Web stiffeners are nothing more than wood blocks. They're either made out of lumber, wood structural panels or APA Rated Rim Board. Their purpose is to reinforce the webs of I-joists at different locations. Web stiffeners are required in three different situations:
- If there is a chance the I-joist's webs might break through the flanges. This is caused by design reaction loads exceeding a specific level and can happen at any depth of the I-joist.

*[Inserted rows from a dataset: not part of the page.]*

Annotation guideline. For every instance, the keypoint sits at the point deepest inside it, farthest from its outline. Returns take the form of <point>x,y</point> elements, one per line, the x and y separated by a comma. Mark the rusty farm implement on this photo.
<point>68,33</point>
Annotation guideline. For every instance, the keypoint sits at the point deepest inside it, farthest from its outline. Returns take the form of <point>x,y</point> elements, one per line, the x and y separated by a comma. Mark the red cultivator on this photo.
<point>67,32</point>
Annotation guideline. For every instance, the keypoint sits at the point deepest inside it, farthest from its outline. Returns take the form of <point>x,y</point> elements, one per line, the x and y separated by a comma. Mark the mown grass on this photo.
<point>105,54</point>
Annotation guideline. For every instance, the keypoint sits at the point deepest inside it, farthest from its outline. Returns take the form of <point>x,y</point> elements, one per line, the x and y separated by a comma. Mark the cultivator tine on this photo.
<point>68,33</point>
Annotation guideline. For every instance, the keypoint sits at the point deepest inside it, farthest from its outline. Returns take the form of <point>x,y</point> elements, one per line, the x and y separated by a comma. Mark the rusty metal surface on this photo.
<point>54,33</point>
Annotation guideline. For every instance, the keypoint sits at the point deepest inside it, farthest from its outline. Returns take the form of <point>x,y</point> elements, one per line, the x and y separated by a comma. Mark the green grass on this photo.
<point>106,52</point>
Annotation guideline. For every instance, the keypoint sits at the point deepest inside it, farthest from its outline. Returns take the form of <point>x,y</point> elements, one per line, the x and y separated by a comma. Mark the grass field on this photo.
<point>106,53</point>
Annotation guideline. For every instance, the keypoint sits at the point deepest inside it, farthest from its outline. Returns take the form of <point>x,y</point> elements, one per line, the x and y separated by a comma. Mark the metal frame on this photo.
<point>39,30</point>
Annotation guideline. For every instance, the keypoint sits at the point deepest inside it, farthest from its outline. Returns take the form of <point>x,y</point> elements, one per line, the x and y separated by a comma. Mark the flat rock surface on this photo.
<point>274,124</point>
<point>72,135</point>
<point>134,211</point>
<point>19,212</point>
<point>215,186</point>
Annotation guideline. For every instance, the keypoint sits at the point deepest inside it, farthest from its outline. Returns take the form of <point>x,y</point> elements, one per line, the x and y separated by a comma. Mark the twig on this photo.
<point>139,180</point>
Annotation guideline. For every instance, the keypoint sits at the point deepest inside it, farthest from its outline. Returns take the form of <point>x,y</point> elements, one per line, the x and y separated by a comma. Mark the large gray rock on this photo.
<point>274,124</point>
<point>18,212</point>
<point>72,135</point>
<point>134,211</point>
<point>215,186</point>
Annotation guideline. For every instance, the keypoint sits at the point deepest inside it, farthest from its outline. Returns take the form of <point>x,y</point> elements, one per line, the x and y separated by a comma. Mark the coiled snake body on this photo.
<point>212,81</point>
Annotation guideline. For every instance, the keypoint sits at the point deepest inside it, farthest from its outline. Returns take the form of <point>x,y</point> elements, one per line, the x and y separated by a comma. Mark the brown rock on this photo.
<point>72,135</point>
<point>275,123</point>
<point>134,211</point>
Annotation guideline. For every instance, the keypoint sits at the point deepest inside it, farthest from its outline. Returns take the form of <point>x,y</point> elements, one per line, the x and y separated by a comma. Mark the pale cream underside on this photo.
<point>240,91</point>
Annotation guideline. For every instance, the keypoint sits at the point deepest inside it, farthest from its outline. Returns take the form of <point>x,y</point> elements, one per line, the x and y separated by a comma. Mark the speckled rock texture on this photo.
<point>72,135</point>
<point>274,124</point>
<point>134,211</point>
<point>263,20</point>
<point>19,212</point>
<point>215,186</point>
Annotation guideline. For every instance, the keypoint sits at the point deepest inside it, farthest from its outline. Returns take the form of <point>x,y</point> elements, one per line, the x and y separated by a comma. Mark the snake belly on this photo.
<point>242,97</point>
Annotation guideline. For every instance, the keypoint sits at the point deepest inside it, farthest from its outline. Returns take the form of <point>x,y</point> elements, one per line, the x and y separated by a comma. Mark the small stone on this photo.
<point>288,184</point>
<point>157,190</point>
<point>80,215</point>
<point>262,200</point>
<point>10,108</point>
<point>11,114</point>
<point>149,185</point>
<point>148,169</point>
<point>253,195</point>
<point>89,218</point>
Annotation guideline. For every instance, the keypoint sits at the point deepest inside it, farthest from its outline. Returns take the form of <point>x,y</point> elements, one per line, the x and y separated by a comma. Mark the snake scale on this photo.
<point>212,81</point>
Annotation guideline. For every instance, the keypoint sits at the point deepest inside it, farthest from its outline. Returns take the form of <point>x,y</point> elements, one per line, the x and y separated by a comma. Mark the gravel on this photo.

- If there's a chance the webs might buckle out of plane.
- If the sides of the hanger that supports the I-joist do not reach the top flange. Because of an unsupported top flange, the joist can twist the flange by deflecting laterally. In this case, web stiffeners offer support on a vertical axis.
The Difference Between Bearing Stiffeners and Load Stiffeners
There are two kinds of web stiffeners: bearing and load. Bearing stiffeners are placed at the reactions -- interior and exterior -- while load stiffeners are found between supports where the top flange of an I-joist must withstand significant point loads.
The two kinds of stiffeners can be differentiated by the placement of the gap between a top or bottom flange as well as the undersized stiffeners, and by the applied load.
Bearing stiffeners are required in cases when the hanger sides don't reach the top flange. In this case, the gap can be seen at the top.
- Load stiffeners are placed in areas where a concentrated load that's greater than 1500 lbf is applied between supports --to the top flange or between the support and the cantilever tip -- if a cantilever is used. This time, the gap can be seen at the bottom.